Web scraping is a simple Selenium project to scrap data from a local provincial government web site.
This repo is free to fork or download, it is a selenium and beautiful soup learning project. Make to sure to follow all usage conditions posted by the owner of the web site.
- req.py contains python code to extract company information from the corresponding public web site (only returns data from the first page)
- This script controls a Chrome Browser on your local machine
- Save features to csv, json, excel
- Extract owners and managers from detailed information
git clone https://github.com/poivronjaune/web_scraping.git : Clone this repo to your workspace
python -m venv env : Create a virtual environment
env\Scripts\Activate : Activate the virtual environment (windows)
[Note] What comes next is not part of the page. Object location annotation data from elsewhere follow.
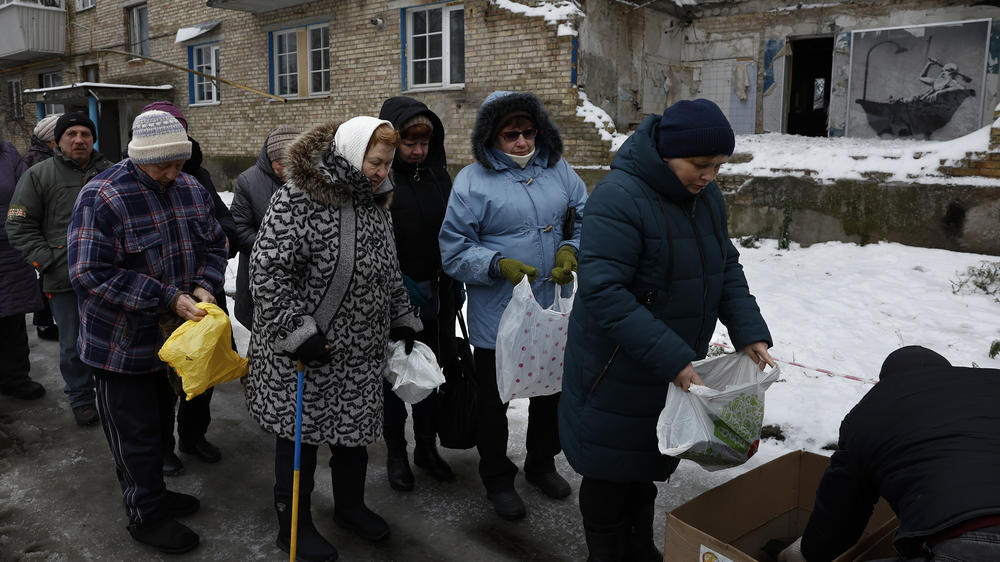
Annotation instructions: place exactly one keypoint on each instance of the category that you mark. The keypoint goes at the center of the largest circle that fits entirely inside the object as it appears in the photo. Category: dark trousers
(136, 411)
(42, 317)
(394, 411)
(605, 504)
(78, 376)
(542, 443)
(351, 461)
(14, 364)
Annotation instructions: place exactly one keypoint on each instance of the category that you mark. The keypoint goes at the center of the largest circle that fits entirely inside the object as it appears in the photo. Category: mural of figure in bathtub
(924, 113)
(915, 82)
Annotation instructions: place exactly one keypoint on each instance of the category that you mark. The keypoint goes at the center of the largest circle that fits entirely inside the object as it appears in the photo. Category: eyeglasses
(511, 136)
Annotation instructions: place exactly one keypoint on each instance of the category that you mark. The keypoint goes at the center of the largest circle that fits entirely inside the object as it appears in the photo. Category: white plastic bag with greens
(413, 376)
(716, 425)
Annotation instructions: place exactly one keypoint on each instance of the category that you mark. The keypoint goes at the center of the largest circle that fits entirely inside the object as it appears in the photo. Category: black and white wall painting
(924, 82)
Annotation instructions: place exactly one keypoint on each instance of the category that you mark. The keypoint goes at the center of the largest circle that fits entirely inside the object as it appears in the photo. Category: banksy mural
(921, 81)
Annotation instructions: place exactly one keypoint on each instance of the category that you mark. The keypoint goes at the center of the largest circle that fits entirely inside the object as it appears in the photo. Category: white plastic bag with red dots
(531, 341)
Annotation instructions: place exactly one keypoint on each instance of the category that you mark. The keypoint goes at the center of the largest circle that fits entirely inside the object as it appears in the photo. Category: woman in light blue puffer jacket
(516, 211)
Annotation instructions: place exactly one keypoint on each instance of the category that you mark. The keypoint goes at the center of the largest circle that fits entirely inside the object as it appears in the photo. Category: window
(287, 63)
(319, 59)
(435, 47)
(138, 30)
(15, 103)
(304, 46)
(51, 80)
(90, 72)
(203, 58)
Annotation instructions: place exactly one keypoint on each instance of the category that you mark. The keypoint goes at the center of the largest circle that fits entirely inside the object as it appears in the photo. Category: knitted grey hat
(45, 130)
(278, 142)
(158, 137)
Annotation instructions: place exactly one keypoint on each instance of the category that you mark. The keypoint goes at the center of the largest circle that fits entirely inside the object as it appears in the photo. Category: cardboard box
(732, 522)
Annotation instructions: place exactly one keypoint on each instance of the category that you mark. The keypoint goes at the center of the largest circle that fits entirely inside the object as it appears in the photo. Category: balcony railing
(31, 30)
(255, 5)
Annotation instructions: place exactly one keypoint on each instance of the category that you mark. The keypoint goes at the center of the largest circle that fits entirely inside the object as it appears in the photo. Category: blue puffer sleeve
(611, 248)
(462, 255)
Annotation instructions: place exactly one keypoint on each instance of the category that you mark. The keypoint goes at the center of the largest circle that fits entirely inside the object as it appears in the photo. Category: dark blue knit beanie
(694, 128)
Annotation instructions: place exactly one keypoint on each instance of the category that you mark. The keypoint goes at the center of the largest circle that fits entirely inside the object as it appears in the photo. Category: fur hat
(352, 138)
(694, 128)
(45, 130)
(158, 137)
(169, 108)
(279, 140)
(67, 120)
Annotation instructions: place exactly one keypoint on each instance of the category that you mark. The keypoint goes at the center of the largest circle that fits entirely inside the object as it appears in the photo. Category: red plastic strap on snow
(807, 367)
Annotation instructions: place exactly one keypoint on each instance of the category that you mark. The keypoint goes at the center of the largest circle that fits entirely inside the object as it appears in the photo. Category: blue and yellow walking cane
(301, 368)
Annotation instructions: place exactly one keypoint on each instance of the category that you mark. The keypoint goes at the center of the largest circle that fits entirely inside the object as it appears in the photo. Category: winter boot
(349, 468)
(425, 455)
(165, 535)
(397, 467)
(607, 543)
(641, 547)
(309, 544)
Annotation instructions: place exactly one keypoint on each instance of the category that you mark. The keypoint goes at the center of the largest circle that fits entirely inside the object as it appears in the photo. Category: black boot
(397, 466)
(425, 455)
(309, 544)
(165, 535)
(607, 543)
(348, 468)
(641, 547)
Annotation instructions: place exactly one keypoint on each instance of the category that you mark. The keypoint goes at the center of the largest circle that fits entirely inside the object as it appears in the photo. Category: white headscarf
(352, 138)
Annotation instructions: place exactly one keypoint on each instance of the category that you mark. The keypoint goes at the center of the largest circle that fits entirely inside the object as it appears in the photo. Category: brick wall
(503, 51)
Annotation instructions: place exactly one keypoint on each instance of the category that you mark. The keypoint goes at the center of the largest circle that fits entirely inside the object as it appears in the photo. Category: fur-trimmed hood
(315, 167)
(498, 105)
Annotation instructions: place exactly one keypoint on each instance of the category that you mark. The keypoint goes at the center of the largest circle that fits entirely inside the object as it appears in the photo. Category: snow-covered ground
(840, 309)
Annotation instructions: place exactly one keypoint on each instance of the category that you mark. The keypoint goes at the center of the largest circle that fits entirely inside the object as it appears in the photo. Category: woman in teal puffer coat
(657, 269)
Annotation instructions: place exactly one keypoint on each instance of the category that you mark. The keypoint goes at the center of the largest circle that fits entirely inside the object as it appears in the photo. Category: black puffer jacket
(421, 194)
(926, 439)
(254, 189)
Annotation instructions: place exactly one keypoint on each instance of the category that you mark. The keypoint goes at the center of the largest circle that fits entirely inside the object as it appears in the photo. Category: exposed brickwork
(503, 51)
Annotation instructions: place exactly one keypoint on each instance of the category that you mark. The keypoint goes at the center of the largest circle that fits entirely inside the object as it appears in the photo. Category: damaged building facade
(864, 68)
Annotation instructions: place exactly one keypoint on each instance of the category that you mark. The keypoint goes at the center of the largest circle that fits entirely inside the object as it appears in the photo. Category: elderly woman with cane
(327, 291)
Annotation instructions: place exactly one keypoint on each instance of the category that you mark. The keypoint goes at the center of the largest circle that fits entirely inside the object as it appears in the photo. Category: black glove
(314, 350)
(404, 333)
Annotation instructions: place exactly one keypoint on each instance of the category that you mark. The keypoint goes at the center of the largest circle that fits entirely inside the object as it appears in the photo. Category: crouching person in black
(925, 438)
(143, 244)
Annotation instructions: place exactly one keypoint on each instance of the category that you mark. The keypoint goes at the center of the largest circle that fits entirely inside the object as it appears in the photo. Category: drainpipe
(92, 107)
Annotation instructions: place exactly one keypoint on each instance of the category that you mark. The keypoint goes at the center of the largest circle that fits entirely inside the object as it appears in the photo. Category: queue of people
(352, 235)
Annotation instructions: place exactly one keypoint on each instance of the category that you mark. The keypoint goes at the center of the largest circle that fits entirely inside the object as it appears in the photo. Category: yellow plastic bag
(201, 352)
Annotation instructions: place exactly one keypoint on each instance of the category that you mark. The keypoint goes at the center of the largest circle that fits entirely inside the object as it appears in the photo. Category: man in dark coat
(40, 149)
(420, 174)
(657, 271)
(924, 438)
(194, 416)
(18, 292)
(36, 225)
(254, 189)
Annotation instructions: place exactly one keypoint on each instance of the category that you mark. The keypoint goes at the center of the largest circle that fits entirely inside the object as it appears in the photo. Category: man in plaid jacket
(144, 248)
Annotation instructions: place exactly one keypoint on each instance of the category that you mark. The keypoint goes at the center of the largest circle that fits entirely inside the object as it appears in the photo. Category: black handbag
(457, 397)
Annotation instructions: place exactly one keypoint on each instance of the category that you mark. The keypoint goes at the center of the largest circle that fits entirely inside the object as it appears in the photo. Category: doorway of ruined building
(809, 99)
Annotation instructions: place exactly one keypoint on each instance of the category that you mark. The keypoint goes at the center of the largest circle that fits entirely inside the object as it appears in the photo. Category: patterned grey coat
(324, 261)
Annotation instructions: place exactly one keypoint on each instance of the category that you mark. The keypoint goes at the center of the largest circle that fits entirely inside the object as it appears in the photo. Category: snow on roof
(554, 12)
(600, 118)
(827, 159)
(190, 32)
(97, 85)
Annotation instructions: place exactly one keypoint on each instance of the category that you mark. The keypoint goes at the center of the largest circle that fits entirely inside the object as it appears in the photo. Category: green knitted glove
(562, 273)
(514, 271)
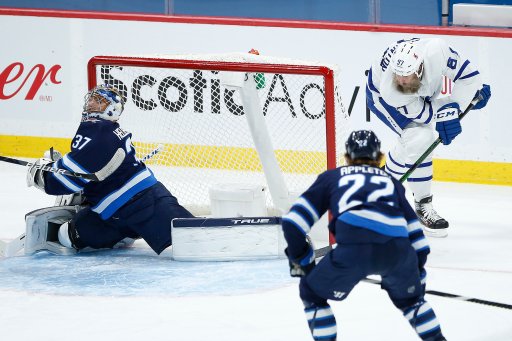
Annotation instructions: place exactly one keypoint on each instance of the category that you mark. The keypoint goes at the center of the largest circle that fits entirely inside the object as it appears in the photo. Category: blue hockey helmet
(363, 144)
(104, 101)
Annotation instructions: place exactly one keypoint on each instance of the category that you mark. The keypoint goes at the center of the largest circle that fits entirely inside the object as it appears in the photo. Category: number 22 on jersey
(356, 182)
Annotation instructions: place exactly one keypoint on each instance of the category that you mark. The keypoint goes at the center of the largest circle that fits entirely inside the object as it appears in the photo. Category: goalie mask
(103, 101)
(363, 144)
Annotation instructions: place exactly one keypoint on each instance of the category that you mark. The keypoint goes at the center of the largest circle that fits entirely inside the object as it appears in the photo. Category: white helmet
(407, 60)
(113, 98)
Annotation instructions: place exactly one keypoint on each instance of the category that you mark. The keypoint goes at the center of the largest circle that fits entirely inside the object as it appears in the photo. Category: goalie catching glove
(302, 265)
(35, 176)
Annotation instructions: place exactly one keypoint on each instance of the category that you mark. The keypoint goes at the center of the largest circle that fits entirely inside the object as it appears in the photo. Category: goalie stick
(11, 248)
(98, 176)
(87, 176)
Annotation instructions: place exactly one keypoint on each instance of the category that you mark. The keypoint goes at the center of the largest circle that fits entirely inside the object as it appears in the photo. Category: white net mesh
(181, 102)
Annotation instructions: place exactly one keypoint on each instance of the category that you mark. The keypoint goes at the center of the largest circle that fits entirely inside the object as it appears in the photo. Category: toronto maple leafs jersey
(367, 205)
(439, 60)
(93, 147)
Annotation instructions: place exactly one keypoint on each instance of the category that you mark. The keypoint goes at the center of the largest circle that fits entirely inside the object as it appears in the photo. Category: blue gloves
(447, 122)
(485, 92)
(302, 265)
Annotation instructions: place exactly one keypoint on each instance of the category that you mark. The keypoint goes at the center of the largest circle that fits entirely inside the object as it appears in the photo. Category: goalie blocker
(227, 239)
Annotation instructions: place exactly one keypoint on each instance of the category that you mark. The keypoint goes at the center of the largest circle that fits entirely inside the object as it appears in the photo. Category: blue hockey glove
(423, 279)
(447, 122)
(303, 265)
(485, 92)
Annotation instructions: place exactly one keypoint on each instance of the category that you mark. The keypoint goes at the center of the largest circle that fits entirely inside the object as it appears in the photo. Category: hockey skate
(434, 224)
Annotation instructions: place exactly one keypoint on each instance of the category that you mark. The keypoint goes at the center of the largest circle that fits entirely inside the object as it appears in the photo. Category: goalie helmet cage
(184, 103)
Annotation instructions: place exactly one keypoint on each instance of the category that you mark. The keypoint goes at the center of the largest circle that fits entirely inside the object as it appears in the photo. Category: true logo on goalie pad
(251, 221)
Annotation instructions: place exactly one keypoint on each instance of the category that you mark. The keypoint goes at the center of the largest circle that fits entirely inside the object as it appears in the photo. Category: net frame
(191, 62)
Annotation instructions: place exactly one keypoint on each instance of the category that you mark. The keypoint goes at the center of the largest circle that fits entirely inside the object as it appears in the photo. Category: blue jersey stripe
(376, 226)
(112, 202)
(428, 178)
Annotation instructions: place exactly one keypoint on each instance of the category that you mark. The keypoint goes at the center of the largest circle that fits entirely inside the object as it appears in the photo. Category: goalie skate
(434, 224)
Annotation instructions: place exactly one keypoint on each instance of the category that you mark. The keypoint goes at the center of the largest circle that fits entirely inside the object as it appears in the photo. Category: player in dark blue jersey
(377, 233)
(129, 202)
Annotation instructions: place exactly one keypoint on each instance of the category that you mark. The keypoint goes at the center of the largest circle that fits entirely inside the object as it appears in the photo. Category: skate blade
(436, 233)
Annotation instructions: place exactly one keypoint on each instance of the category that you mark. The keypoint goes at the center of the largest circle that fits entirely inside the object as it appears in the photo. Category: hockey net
(193, 105)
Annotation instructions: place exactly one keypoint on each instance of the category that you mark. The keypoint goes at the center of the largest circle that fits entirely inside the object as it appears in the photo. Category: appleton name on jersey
(92, 148)
(438, 60)
(367, 205)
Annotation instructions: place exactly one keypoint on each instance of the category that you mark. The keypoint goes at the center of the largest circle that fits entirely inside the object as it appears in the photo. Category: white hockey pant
(413, 142)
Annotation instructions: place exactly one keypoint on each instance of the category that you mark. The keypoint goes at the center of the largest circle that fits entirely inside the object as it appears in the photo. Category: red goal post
(195, 106)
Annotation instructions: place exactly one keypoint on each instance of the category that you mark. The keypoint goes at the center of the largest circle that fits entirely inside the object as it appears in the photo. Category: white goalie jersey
(439, 60)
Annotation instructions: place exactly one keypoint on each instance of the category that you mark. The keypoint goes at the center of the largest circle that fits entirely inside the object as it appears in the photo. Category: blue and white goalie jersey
(367, 205)
(93, 147)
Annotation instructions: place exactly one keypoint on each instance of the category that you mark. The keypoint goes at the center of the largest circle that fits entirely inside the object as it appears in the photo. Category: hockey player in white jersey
(403, 89)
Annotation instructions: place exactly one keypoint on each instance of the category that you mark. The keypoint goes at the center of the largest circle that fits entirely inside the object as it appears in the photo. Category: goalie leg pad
(42, 229)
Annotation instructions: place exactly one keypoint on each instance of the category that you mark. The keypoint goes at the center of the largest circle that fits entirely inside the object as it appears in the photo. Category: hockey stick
(98, 176)
(436, 142)
(324, 250)
(11, 248)
(87, 176)
(456, 297)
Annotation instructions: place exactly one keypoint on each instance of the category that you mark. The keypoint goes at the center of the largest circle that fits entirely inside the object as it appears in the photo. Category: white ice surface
(133, 294)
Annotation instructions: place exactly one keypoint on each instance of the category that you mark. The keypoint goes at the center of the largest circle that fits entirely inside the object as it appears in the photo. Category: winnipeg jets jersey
(92, 148)
(367, 205)
(439, 60)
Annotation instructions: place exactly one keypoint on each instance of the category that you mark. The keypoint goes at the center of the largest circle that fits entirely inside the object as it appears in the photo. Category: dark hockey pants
(147, 215)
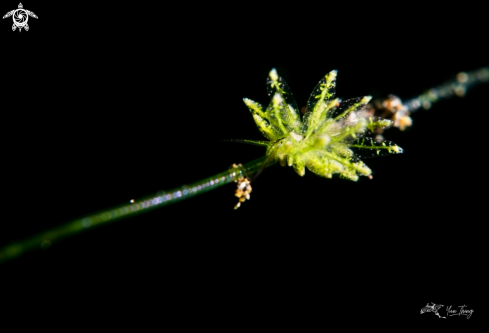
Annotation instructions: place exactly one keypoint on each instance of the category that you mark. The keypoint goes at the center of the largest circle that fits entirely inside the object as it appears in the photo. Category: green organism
(329, 139)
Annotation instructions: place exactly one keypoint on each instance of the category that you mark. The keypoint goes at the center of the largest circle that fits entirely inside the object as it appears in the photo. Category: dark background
(105, 103)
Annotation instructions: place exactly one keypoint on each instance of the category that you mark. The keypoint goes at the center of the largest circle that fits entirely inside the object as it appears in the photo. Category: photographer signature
(461, 312)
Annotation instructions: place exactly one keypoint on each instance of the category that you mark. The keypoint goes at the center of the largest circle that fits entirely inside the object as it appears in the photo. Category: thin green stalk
(162, 198)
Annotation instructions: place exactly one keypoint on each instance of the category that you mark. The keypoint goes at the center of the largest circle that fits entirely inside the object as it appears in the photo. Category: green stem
(163, 198)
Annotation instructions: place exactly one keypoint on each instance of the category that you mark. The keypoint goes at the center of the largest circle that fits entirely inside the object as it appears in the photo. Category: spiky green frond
(330, 138)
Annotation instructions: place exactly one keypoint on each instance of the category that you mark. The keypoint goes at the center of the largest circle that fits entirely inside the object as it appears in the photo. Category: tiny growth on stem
(331, 136)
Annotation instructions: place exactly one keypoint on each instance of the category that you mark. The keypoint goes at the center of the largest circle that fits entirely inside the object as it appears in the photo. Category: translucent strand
(456, 87)
(116, 213)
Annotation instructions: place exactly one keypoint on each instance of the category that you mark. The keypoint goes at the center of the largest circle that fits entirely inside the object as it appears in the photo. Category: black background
(105, 103)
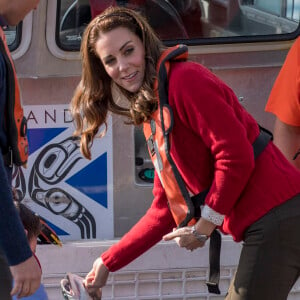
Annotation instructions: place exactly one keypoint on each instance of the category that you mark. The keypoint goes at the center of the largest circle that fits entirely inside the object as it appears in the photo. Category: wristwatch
(200, 237)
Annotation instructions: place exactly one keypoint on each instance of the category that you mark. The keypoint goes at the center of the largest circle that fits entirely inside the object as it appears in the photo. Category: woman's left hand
(184, 238)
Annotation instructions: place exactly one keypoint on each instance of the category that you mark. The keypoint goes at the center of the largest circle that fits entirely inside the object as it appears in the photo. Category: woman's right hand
(96, 279)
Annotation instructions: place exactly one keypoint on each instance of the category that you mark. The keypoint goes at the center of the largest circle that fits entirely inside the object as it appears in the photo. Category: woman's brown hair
(93, 96)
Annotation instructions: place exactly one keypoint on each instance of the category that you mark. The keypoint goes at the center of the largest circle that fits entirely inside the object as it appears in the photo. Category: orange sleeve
(284, 99)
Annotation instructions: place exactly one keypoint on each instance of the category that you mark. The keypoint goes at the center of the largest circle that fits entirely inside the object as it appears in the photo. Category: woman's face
(123, 56)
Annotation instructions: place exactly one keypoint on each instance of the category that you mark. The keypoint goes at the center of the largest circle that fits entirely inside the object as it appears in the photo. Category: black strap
(215, 239)
(8, 158)
(214, 262)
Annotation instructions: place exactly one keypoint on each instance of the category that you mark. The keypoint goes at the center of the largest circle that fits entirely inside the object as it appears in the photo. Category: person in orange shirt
(284, 103)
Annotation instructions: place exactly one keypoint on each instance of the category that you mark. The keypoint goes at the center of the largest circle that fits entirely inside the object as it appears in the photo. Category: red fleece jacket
(212, 145)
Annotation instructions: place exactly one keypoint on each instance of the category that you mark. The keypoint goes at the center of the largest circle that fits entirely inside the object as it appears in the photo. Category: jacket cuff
(212, 216)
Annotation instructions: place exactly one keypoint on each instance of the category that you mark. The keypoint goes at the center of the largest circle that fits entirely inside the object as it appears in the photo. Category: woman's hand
(184, 238)
(96, 279)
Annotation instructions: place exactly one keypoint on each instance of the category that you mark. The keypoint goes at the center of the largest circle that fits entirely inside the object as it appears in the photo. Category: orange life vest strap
(158, 136)
(16, 122)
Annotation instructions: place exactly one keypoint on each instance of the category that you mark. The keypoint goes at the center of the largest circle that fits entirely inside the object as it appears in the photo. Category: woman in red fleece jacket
(254, 200)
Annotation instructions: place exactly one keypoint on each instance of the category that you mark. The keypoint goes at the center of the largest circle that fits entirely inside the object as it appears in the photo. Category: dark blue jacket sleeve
(13, 240)
(12, 235)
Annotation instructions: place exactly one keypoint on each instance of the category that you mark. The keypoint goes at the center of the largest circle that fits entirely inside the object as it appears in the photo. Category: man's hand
(27, 277)
(184, 238)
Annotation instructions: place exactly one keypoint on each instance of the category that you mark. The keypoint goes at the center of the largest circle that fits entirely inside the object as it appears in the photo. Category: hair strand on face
(93, 96)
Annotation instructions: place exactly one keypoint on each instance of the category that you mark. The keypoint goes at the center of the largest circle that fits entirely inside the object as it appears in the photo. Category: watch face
(198, 236)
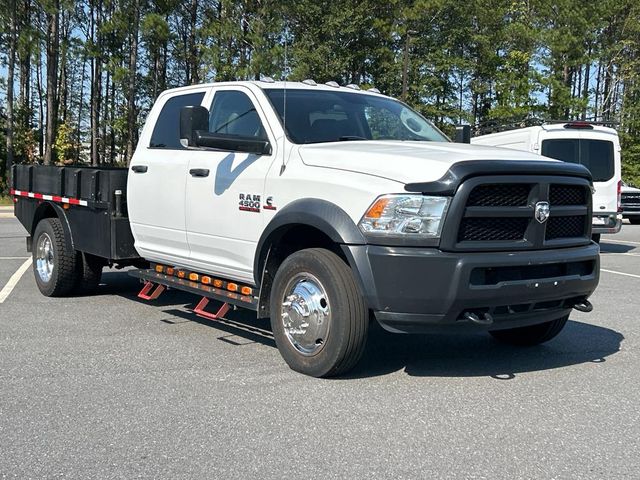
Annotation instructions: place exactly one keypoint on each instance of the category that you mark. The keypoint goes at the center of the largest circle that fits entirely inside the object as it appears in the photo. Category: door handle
(199, 172)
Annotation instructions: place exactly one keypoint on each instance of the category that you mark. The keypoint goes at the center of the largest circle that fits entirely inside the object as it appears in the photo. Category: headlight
(402, 215)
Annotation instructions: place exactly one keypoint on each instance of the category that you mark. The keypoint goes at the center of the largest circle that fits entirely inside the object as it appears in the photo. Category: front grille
(565, 227)
(500, 195)
(567, 195)
(502, 212)
(492, 229)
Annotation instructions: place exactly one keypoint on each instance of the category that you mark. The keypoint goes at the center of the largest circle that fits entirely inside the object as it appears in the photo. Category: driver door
(225, 190)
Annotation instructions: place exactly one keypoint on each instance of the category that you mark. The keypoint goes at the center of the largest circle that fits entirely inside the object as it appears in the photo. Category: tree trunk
(96, 83)
(10, 79)
(131, 90)
(53, 42)
(25, 69)
(193, 50)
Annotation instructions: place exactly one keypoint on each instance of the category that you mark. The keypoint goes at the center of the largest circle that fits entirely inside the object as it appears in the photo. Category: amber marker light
(376, 210)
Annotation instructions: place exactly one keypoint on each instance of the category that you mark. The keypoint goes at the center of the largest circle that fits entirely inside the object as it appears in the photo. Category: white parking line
(13, 281)
(620, 273)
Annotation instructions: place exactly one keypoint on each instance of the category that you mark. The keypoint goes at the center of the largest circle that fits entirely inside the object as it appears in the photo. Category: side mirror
(194, 128)
(193, 119)
(463, 134)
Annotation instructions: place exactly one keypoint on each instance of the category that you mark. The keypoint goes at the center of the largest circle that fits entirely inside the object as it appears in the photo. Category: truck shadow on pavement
(438, 355)
(479, 355)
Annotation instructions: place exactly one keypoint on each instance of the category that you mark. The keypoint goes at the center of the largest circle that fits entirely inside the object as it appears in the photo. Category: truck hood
(403, 162)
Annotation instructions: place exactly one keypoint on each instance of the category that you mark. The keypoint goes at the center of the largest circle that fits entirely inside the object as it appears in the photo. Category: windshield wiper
(347, 138)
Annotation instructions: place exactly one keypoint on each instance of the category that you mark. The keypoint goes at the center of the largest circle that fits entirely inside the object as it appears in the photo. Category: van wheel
(531, 335)
(54, 264)
(318, 317)
(89, 273)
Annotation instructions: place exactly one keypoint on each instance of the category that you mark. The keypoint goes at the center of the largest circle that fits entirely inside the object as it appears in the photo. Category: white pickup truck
(322, 208)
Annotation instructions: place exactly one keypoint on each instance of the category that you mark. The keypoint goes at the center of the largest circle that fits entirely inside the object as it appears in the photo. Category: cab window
(232, 112)
(166, 132)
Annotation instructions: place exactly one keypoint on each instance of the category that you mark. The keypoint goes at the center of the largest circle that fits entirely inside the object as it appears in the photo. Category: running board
(160, 281)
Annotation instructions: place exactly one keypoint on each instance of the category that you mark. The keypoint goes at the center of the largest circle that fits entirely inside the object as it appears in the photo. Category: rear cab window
(233, 113)
(596, 155)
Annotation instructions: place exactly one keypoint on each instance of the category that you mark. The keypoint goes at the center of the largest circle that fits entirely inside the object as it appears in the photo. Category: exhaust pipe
(482, 319)
(583, 306)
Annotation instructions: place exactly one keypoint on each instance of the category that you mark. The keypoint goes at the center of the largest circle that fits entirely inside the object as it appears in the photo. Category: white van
(595, 146)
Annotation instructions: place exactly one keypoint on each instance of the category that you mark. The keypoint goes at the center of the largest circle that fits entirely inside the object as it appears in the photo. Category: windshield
(596, 155)
(316, 116)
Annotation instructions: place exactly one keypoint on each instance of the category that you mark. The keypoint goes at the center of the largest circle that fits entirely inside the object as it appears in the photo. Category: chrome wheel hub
(44, 258)
(306, 314)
python -m pip install --upgrade pip : Upgrade your pip tool
pip install -r requirements.txt : Install python packages
.env : Create an .env file and insert the following line ` CHROME_DRIVER_LOCATION = "C:<path>\chromedriver.exe". Replace <'path'> with the location of your chromedriver.exe file
The selenium package controls a web browser installed on your local machine. Please follow instructions on the pypi installation page : https://pypi.org/project/selenium/ to setup correctly. In a word, you need a special program called "chromedriver.exe" that will be accessible by your app.
The ChromeDriver program is produced and distributed by google.
Once installation is complete, run python app.py <search_str>. The script will:
- open a Chrome Web Browser
- enter the <search_str> in the web site form
- automatically submit the form
- extract all company information found (loops through all pages available)
- display results on command line
- wait for user to press ENTER then close the controlled browser
python-dotenv : pyhton package to manage environment variables
selenium : pyhton package to extract data from web sites
beautifulsoup4 : pyhton package to extract information from html web pages
requests : pyhton package offering a simple python HTTP libray
lxml : pyhton package offering XML processing library
pandas : python library to manipulate structured data
openpyxl : Python library used by pandas to save to excel